AHRQ PSI 9: Perioperative hemorrhage or hematoma rate(effectiveness)
This measure is one of the five components of the co-primary outcome of new-onset organ failure. It is defined by AHRQ as "perioperative hemorrhage or hematoma cases with control of perioperative hemorrhage, drainage of hematoma, or a miscellaneous hemorrhage- or hematoma-related procedure following surgery per 1,000 surgical discharges." AHRQ collects this information for patients aged 18 and older, but we will collect this outcome for pediatric patients in the two pediatric ICUs. Unit of analysis: ICU-level.
Time frame: This outcome will be measured at monthly intervals starting Year 1, Quarter 2 and continuing until the end of Year 5
AHRQ PSI 10: Postoperative physiologic or metabolic derangement rate (effectiveness)
This measure is one of the five components of the co-primary outcome of new-onset organ failure. It is defined by AHRQ as "postoperative acute renal failure (secondary diagnosis) with dialysis per 1,000 elective surgical discharges." AHRQ collects this information for patients aged 18 and older, but we will collect this outcome for pediatric patients in the two pediatric ICUs. Unit of analysis: ICU-level.
Time frame: This outcome will be measured at monthly intervals starting Year 1, Quarter 2 and continuing until the end of Year 5.
AHRQ PSI 11: Postoperative respiratory failure rate (effectiveness)
This measure is one of the five components of the co-primary outcome of new-onset organ failure. It is defined by AHRQ as "postoperative respiratory failure (secondary diagnosis), prolonged mechanical ventilation, or reintubation cases per 1,000 elective surgical discharges." AHRQ collects this information for patients aged 18 and older, but we will collect this outcome for pediatric patients in the two pediatric ICUs. Unit of analysis: ICU-level.
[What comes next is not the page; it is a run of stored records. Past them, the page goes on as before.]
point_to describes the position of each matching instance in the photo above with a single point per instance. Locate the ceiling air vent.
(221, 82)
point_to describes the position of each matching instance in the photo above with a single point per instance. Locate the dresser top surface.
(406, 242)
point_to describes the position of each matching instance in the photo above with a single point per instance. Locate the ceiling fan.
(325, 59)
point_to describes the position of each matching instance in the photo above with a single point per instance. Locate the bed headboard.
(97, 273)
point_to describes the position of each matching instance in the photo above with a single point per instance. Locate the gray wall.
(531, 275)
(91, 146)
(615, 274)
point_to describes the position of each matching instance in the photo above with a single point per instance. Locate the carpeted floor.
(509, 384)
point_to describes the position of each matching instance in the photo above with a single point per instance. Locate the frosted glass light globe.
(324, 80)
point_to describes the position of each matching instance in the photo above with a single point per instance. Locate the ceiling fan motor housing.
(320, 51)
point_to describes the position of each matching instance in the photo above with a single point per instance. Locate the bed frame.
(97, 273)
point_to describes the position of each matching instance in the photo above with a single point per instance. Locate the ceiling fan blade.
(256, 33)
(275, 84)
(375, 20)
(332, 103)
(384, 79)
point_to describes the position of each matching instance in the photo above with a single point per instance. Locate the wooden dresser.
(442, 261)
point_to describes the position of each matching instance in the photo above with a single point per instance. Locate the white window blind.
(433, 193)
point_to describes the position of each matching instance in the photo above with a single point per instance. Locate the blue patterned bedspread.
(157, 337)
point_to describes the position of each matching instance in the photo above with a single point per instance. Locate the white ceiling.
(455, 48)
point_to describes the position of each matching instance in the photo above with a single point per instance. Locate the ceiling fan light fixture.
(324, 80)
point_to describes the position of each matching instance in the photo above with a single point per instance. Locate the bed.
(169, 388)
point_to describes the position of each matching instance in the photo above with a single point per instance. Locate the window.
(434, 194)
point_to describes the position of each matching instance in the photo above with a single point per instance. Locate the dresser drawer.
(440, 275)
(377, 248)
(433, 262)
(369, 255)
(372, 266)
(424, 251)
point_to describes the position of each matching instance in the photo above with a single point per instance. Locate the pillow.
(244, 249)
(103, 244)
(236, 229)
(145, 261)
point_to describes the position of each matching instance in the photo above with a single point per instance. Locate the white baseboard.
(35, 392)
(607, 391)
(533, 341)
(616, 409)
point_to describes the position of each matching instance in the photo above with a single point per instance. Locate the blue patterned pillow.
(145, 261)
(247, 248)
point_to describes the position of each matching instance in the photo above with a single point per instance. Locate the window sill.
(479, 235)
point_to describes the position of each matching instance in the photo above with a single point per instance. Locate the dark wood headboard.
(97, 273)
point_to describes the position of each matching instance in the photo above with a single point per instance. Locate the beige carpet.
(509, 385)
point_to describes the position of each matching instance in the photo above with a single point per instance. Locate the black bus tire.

Time frame: This outcome will be measured at monthly intervals starting Year 1, Quarter 2 and continuing until the end of Year 5
AHRQ PSI 12: Perioperative pulmonary embolism or DVT rate (effectiveness)
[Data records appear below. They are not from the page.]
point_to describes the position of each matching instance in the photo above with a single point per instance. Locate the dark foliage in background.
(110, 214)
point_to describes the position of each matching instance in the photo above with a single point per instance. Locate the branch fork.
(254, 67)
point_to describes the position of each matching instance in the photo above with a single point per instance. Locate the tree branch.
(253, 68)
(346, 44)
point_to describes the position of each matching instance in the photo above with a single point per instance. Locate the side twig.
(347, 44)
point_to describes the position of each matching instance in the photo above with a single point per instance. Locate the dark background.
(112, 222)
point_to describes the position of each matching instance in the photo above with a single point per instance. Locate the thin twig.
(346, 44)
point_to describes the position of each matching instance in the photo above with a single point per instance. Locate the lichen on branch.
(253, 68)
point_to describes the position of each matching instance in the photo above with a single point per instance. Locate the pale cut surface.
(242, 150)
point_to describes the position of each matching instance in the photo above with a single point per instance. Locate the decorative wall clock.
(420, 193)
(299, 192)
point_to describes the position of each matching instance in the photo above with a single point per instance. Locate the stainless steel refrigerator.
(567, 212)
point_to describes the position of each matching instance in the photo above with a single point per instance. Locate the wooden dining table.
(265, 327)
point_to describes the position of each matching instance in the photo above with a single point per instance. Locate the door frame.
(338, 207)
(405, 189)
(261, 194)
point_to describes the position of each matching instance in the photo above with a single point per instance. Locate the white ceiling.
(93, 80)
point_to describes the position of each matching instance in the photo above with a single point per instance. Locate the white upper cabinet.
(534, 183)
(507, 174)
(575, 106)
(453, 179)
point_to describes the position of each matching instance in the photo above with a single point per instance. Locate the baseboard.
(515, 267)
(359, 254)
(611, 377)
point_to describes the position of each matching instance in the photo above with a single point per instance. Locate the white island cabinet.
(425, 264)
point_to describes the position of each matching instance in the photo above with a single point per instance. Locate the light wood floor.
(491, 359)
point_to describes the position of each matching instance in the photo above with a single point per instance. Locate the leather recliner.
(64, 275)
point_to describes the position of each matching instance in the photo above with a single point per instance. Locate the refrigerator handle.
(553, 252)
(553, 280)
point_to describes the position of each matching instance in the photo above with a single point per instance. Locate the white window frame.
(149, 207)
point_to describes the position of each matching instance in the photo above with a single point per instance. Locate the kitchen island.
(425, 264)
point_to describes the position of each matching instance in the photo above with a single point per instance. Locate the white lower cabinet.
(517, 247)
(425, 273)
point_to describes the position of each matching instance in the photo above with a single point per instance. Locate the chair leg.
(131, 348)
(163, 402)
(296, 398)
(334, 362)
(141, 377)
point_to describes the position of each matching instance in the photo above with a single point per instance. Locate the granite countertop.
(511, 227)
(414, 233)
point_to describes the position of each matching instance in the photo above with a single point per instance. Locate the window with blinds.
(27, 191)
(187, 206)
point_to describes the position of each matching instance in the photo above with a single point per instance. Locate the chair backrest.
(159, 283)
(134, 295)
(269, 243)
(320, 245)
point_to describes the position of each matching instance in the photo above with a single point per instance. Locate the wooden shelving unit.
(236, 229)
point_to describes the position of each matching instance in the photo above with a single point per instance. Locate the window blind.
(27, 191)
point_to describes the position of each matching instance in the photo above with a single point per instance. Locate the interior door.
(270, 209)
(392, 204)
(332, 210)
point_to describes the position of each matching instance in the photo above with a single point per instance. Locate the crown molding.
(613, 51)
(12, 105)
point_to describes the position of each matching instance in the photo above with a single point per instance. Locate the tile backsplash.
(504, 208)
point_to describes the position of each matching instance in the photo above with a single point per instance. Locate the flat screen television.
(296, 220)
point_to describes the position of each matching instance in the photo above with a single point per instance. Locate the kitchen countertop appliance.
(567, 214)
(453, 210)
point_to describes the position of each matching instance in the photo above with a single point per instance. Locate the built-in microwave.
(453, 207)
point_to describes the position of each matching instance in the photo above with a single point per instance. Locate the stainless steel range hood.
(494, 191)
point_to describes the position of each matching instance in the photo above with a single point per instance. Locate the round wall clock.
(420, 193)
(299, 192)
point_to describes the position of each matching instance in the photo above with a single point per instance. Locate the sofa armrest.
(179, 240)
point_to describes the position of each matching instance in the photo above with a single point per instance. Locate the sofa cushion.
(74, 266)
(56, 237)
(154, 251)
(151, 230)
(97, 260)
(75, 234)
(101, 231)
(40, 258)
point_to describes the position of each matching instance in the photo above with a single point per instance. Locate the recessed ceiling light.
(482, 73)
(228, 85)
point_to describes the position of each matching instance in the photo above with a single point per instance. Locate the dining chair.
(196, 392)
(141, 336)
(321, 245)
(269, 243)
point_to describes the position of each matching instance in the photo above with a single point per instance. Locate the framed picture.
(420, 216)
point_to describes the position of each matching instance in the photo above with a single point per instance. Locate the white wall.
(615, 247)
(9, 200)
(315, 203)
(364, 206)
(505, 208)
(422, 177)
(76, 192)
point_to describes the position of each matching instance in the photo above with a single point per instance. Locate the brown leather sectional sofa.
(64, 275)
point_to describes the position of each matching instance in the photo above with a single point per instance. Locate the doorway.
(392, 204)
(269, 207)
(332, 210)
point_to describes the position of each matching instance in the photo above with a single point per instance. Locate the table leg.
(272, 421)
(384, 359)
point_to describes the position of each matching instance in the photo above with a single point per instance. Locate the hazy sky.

This measure is one of the five components of the co-primary outcome of new-onset organ failure. It is defined by AHRQ as "perioperative pulmonary embolism or deep vein thrombosis (secondary diagnosis) per 1,000 surgical discharges." AHRQ collects this information for patients aged 18 and older, but we will collect this outcome for pediatric patients in the two pediatric ICUs. Unit of analysis: ICU-level.
Time frame: This outcome will be measured at monthly intervals starting Year 1, Quarter 2 and continuing until the end of Year 5
AHRQ PSI 13: Post operative sepsis rate (effectiveness)
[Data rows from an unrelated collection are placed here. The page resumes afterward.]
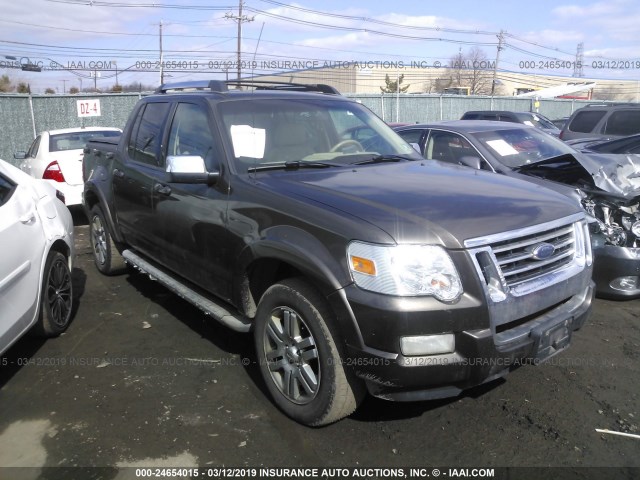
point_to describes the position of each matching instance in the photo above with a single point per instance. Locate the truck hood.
(427, 202)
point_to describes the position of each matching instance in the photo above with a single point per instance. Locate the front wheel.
(298, 356)
(105, 254)
(56, 299)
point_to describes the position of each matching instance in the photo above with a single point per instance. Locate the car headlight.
(405, 270)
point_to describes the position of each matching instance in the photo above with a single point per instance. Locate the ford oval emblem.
(542, 251)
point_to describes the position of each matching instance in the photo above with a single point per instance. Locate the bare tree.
(5, 84)
(394, 86)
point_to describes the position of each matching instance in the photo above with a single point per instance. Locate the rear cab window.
(623, 122)
(586, 121)
(76, 140)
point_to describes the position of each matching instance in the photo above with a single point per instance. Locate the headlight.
(405, 270)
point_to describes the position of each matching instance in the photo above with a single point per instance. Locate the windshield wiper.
(294, 165)
(384, 159)
(548, 163)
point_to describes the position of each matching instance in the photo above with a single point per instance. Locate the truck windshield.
(522, 146)
(274, 131)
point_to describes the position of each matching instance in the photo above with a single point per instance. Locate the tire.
(56, 298)
(299, 358)
(105, 254)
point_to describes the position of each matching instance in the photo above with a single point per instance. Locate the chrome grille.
(516, 260)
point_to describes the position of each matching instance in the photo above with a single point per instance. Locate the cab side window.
(146, 135)
(6, 189)
(33, 149)
(447, 147)
(623, 122)
(190, 134)
(411, 136)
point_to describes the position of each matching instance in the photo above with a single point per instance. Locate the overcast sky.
(105, 35)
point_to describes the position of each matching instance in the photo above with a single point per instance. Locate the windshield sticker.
(502, 148)
(248, 141)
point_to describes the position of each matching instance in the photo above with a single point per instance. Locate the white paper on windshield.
(502, 148)
(248, 141)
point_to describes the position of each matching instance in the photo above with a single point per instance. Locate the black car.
(621, 146)
(603, 121)
(608, 189)
(533, 119)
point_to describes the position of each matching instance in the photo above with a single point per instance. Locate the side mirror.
(473, 162)
(189, 169)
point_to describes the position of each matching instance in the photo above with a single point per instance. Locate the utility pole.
(577, 69)
(240, 19)
(495, 66)
(161, 57)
This measure is one of the five components of the co-primary outcome of new-onset organ failure. It is defined by AHRQ as "postoperative sepsis cases (secondary diagnosis) per 1,000 elective surgical discharges." AHRQ collects this information for patients aged 18 and older, but we will collect this outcome for pediatric patients in the two pediatric ICUs. Unit of analysis: ICU-level.
Time frame: This outcome will be measured at monthly intervals starting Year 1, Quarter 2 and continuing until the end of Year 5
Professionalism of handoff team during handoff.
Professionalism will be characterized qualitatively using field notes from trained observers. Unit of analysis: handoff team.
Time frame: At quarterly intervals starting Year 1, Quarter 2 and continuing until the end of Year 5.